À l’égard de cette Préface que j’ai proscrite il y a longtemps, j’ignore si le libraire de Rouen m’a tenu parole. J’ai fait ce que j’ai pu ; mais à trois cents lieues on court risque d’être mal servi. Je voudrais que la Préface, et l’édition, et d’Arnaud, fussent à tous les diables. Je vous demande très-humblement pardon de vous entretenir de ces niaiseries ; mais ne me suis-je pas fait un devoir de vous rendre toujours compte de ma conduite et de mes petites peines ? Chacun a les siennes, rois, bergers, et moutons. J’attends tout de votre amitié. Communiquez ma lettre au coadjuteur, qui est si paresseux d’écrire, et qui ne l’est jamais d’être bienfaisant.

P. S. J’écris à M. Berryer ; je lui envoie cette Préface, afin qu’il soit convaincu par ses yeux de l’imposture ; qu’il impose silence à Fréron, ou qu’il l’oblige à se rétracter.

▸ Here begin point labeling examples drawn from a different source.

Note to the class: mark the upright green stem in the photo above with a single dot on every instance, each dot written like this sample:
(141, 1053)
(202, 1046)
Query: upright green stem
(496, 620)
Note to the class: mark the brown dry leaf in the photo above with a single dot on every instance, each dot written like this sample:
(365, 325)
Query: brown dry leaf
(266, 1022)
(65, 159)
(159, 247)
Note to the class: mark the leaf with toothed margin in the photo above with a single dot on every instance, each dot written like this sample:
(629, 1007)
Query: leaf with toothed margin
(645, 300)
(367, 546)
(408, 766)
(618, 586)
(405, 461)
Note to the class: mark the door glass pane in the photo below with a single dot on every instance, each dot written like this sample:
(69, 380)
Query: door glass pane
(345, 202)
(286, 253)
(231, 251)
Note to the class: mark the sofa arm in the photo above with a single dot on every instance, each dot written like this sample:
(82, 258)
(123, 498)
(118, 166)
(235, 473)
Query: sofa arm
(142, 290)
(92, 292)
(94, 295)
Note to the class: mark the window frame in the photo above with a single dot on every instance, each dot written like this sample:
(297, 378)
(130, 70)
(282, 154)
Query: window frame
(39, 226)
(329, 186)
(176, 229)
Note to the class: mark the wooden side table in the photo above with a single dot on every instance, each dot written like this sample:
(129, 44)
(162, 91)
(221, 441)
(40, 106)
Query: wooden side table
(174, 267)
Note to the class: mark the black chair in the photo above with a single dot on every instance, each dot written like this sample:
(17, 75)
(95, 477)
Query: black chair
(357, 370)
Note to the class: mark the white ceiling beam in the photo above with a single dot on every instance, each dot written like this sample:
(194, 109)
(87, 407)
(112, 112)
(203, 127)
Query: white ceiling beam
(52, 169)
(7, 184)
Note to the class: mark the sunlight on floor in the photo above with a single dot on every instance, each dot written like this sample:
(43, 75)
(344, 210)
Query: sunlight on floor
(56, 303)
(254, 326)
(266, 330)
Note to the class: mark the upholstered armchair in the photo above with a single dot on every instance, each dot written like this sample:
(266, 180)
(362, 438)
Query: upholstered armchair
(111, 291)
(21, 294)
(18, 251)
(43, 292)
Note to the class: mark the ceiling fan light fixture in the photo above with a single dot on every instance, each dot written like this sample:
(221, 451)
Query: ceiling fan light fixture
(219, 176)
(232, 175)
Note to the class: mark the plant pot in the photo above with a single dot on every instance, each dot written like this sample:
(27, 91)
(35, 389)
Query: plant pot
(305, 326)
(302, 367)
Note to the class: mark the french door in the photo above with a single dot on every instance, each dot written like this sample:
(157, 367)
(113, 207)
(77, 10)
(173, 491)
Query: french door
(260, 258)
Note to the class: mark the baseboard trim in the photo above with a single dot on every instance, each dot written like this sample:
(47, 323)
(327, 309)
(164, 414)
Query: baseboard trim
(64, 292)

  1. Voltaire lui-même ; voyez la lettre du 15 octobre.
  2. Cette Préface a été réimprimée dans le tome II des Mémoires sur Voltaire, par Longchamp et Wagnière. Elle avait été imprimée, en 1750, à la tête d’une édition des Œuvres de Voltaire, et était intitulée Dissertation historique sur les ouvrages de M. de Voltaire, par M. d’Arnaud, de l’Académie de Berlin.
  3. Voyez ci-après, lettre 2150.
  4. Je n’ai pas trouvé la lettre de d’Arnaud dans les Lettres sur quelques écrits de ce temps, 1749-54, treize volumes in-12. (B.)